Update: Your Twitter Account is Still in Jeopardy
Update: There is now a video up on Dave Naylor’s blog about the Twitter exploit, which I have embedded below. Meanwhile, Twitter has yet to respond to the issue via either the Official Twitter Blog or the Twitter Status Blog. They were kind enough to post a Ryan Seacrest video however.
Original Article: James Slater, writing on UK search marketer Dave Naylor’s blog, uncovered a huge security issue with Twitter, and that issue has yet to be corrected. The skinny of it is if you tweet through Twitter.com, you may be putting your account in jeopardy.

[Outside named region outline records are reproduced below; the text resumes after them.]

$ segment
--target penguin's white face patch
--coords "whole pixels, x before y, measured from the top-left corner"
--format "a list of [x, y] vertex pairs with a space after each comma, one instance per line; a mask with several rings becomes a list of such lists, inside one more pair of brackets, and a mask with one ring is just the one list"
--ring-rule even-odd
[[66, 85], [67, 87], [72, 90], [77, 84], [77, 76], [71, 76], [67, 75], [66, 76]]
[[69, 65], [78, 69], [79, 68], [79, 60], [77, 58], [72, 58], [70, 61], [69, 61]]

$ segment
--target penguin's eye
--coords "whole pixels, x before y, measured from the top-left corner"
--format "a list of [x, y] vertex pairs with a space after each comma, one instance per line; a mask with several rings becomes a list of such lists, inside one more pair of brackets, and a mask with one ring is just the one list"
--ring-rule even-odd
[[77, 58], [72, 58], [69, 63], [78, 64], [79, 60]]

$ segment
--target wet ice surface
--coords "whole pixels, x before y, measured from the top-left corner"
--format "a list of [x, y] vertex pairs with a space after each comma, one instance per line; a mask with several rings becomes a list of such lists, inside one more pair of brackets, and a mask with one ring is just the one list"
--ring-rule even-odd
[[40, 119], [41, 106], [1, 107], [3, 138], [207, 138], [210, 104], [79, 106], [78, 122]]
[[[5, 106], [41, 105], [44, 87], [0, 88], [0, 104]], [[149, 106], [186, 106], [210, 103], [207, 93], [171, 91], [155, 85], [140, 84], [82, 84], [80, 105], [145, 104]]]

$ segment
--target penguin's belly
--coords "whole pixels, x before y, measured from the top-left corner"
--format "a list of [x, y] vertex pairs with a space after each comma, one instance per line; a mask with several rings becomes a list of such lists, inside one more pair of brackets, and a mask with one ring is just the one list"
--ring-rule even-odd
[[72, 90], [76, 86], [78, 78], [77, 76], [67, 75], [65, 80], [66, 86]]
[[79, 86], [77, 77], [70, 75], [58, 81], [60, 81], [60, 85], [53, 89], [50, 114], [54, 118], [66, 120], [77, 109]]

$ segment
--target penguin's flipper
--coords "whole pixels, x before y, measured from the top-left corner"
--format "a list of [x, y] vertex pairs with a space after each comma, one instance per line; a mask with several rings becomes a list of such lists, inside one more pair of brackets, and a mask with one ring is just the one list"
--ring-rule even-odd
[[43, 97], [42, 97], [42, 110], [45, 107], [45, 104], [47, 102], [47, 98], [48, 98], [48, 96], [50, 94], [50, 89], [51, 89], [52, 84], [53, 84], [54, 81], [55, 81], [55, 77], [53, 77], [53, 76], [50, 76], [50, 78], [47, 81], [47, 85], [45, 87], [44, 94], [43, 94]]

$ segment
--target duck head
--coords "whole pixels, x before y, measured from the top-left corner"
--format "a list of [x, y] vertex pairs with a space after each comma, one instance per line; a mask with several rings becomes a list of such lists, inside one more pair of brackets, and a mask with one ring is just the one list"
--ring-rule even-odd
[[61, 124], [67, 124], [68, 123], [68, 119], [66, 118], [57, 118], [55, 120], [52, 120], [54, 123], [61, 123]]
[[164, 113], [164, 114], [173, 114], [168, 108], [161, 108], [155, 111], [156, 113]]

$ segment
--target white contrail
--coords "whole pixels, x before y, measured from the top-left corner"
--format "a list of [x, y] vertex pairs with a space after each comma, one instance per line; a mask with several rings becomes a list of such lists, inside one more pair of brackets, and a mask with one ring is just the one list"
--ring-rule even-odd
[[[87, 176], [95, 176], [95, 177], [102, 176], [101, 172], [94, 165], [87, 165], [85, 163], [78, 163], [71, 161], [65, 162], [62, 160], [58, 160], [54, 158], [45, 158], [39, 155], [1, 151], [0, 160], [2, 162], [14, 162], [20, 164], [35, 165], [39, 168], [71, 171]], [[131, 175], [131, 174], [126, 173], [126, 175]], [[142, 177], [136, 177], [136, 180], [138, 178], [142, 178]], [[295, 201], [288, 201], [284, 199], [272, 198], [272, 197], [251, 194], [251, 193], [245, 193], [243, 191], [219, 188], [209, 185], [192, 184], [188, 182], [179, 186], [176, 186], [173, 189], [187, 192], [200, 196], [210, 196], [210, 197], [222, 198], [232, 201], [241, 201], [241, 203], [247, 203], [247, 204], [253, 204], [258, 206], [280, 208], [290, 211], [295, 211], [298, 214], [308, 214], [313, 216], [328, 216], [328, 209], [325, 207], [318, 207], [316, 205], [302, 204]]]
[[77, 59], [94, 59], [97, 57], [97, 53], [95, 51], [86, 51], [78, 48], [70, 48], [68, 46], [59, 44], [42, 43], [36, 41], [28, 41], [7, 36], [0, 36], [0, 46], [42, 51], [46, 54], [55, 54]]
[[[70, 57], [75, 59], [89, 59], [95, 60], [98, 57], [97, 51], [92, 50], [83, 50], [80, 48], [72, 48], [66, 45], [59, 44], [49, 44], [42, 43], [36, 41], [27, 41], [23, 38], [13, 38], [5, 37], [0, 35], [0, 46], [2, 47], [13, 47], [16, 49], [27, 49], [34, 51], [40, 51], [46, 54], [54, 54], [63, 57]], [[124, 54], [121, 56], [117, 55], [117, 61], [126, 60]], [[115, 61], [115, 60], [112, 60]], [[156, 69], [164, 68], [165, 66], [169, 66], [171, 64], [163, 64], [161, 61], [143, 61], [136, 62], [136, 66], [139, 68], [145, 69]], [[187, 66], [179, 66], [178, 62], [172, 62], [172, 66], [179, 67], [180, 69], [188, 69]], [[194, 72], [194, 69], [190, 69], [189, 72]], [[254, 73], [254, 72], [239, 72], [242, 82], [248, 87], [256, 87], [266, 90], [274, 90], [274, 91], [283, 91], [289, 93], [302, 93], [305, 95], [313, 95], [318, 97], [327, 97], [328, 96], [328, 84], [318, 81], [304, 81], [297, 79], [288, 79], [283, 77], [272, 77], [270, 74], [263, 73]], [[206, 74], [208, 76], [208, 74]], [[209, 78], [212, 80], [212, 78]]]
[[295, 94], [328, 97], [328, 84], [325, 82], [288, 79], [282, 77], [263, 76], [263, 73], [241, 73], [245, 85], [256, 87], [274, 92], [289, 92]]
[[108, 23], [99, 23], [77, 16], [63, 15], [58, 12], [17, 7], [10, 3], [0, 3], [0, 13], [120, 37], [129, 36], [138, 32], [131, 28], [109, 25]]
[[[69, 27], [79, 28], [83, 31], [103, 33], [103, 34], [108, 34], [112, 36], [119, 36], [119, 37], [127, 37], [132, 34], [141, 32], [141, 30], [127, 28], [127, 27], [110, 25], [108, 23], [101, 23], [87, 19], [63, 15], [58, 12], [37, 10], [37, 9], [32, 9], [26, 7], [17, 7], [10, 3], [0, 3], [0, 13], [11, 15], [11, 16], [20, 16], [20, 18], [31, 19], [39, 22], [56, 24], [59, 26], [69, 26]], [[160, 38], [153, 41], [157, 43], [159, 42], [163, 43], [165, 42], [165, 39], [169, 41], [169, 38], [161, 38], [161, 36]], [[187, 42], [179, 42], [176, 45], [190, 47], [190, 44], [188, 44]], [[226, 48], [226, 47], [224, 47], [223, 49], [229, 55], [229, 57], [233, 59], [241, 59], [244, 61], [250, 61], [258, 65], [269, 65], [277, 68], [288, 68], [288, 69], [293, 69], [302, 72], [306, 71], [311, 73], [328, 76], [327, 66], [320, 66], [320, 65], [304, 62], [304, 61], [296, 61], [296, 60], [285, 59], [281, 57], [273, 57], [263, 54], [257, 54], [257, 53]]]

According to Slater (and the issue has been acknowledge by Twitter, just not fixed), anyone who simply sees your tweets from when you’re logged into Twitter, can run some code inside your browser and take over your account, which can lead to malware spreading, impersonation, or whatever you can imagine.
That’s not good.
Slater suggests the following steps for prevention:
– If you’re not logged in to Twitter, there’s no opportunity to steal your details or impersonate you, however malicious code could still send you to other websites or otherwise annoy you, so it doesn’t completely fix the problem.
– Unfollow anyone you don’t know or don’t trust that could be exploiting this. Who’s to say they’re not already stealing your details? If you don’t see their tweets they can’t harm you.
– If you use something other than the Twitter website to view your tweets, you should be fairly safe, though without looking at each one individually it’s hard to be sure. Still, you’re likely to be pretty safe this way.
Slater discovered the problem yesterday, and Twitter responded claiming to have fixed it, but Slater proved them wrong, and Twitter has yet to respond again. No posts yet on the Official Twitter blog about this issue, and not even on the Twitter Status blog. I would imagine that will change as this story is circulated more and more throughout the tech industry.
Hopefully they will have the problem fixed soon, before too many people take advantage of it. More of the technical details about what is happening can be found in Slater’s explanation.